On 9/13/19 2:57 AM, stan wrote:
I am working on a system that will support internal bossiness work for a
company. Periodicly things will change in their "world".
Oh this is my favorite topic. :-) It's a common problem, although
solutions don't seem to be well-known in the programming community.
Typically you'd use start/end times on your table, as you suggested.
Postgres is a great RDBMS for this since it has range types and
exclusion constraints. The SQL:2011 standard also has temporal primary
keys, foreign keys, SELECTs, and UPDATE/DELETEs, and we're working on
adding those too. But your use case sounds easy to build even without
those extra features. Here is a talk I gave this summer about temporal
features in Postgres:
https://github.com/pjungwir/postgres-temporal-talk
And here is an annotated bibliography to the main writings & tools out
there, including some projects that might help you implement what you
want in Postgres:
https://illuminatedcomputing.com/posts/2017/12/temporal-databases-bibliography/
In another scenario, a column of the employee table is the pay rate.

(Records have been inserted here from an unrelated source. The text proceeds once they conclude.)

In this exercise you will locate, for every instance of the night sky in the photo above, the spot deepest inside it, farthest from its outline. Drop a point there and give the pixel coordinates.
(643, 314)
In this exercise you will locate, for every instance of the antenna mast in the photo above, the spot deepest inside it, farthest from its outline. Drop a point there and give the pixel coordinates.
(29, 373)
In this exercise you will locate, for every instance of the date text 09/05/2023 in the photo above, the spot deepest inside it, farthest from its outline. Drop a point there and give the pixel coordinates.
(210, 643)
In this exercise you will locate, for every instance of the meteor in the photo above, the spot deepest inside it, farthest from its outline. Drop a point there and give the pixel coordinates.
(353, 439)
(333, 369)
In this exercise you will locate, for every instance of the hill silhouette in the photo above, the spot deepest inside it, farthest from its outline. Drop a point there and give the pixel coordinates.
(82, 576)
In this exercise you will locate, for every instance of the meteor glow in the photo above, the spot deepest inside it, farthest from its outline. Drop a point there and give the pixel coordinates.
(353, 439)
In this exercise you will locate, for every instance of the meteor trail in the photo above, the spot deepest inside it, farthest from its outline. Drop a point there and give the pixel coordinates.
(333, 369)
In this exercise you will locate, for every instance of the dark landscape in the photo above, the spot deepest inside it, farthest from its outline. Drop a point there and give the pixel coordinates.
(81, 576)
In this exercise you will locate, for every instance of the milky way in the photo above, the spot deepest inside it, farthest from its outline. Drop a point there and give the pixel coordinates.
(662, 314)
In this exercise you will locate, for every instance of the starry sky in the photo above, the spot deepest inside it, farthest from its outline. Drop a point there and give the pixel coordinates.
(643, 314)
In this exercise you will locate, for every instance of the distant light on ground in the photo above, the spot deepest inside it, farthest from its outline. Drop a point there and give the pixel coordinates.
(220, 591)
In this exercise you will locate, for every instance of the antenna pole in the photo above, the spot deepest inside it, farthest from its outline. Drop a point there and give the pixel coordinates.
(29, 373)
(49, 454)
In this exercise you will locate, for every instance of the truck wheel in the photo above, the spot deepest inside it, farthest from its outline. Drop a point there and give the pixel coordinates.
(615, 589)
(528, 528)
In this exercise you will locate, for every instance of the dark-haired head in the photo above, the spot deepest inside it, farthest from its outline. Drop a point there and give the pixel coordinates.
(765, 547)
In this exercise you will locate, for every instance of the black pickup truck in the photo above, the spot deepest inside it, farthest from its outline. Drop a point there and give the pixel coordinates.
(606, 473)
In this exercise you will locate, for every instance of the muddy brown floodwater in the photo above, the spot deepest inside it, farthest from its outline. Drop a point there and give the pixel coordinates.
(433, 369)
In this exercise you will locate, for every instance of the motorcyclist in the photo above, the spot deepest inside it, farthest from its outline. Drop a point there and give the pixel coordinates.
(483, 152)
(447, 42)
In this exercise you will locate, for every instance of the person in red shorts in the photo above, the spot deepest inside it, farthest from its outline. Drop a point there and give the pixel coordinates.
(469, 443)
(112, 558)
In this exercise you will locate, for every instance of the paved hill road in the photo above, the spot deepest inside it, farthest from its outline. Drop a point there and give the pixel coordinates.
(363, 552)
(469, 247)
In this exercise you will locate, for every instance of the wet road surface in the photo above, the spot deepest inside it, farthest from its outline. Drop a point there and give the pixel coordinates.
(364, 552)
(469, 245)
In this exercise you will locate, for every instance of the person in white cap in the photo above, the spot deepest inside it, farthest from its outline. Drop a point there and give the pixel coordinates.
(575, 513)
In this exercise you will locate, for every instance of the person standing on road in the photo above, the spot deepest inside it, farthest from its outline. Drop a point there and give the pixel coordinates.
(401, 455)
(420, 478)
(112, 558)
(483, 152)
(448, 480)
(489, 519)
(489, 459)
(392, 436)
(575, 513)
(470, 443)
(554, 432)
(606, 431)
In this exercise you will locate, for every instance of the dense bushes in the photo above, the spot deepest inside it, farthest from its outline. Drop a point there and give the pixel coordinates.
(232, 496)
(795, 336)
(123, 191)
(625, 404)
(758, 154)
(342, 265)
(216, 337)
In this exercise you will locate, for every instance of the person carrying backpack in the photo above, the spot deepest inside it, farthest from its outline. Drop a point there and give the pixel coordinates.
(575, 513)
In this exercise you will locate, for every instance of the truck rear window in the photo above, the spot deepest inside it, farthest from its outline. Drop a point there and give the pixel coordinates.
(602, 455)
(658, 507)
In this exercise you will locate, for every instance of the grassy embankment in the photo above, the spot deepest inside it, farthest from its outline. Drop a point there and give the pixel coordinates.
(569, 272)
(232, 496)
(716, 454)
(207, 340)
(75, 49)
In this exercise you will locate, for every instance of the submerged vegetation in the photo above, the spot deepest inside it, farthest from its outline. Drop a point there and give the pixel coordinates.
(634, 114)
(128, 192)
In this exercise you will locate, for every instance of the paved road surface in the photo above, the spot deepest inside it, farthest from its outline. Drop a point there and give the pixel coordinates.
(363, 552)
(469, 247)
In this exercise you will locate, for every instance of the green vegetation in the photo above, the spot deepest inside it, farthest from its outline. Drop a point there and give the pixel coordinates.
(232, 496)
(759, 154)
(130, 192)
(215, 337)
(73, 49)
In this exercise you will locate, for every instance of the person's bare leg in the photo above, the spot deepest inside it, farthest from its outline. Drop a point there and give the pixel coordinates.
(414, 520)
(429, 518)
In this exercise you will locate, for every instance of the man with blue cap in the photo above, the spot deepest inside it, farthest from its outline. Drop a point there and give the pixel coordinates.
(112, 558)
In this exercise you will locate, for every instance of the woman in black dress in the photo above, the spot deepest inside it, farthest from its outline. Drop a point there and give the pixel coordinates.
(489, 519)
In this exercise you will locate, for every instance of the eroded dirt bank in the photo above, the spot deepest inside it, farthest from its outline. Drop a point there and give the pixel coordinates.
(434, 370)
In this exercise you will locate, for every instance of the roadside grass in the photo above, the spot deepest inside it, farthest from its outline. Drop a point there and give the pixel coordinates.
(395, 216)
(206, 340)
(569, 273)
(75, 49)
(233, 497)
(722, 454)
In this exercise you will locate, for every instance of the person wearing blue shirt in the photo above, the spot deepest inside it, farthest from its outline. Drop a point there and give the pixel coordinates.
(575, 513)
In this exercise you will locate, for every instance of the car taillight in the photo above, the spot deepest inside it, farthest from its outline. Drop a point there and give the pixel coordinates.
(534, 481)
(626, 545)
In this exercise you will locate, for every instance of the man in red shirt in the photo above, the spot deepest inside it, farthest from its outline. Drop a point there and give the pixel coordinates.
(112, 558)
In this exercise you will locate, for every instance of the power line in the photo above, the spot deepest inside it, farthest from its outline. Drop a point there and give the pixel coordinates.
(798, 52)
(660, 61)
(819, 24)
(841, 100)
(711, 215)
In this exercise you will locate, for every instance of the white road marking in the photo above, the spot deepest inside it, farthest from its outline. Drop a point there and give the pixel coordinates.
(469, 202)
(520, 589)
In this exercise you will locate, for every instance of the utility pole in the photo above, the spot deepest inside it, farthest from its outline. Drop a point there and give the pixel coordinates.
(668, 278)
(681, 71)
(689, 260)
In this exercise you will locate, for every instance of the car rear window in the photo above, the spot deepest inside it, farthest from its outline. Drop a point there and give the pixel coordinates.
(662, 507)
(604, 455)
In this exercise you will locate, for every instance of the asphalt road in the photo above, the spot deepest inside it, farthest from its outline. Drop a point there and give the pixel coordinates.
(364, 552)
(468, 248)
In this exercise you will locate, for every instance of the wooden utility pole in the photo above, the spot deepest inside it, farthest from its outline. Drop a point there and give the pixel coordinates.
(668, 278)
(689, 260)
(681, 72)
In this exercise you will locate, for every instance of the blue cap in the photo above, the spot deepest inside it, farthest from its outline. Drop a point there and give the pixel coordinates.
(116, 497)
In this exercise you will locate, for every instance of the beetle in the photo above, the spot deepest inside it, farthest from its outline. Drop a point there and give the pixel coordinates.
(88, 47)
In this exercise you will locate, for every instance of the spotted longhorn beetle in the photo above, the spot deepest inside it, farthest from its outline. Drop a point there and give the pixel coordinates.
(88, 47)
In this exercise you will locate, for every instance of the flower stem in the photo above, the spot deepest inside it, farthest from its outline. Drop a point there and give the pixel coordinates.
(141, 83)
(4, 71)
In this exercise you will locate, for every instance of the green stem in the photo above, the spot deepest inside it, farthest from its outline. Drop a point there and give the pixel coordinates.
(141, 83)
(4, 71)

Obviously this will change over time, also. It does not appear to me
that this lends itself to this same treatment, as most of the data
associated with a given employee, is fairly static, and if I add an
entire row, just because the pay rate changed, this looks overly
complex.
Normally people would indeed just add another row. I wouldn't call it
complex (especially compared to the alternatives), but maybe a little
wasteful. The Date/Darwen/Lorentzos book gives a lot of attention to
avoiding the problem though. Essentially you'd adopt a sixth-normal form
where each attribute (column) gets its own table.
Good luck. I'm always happy to talk about temporal databases if you
like. :-)
Yours,
--
Paul ~{:-)
pj@illuminatedcomputing.com
On 13/09/2019 17:19, Paul Jungwirth wrote:
The SQL:2011 standard also has temporal primary keys, foreign keys,
SELECTs, and UPDATE/DELETEs, and we're working on adding those too.
And here is a full implementation of all that:
https://github.com/xocolatl/periods/
It is packaged in both the deb and rpm repositories for PGDG.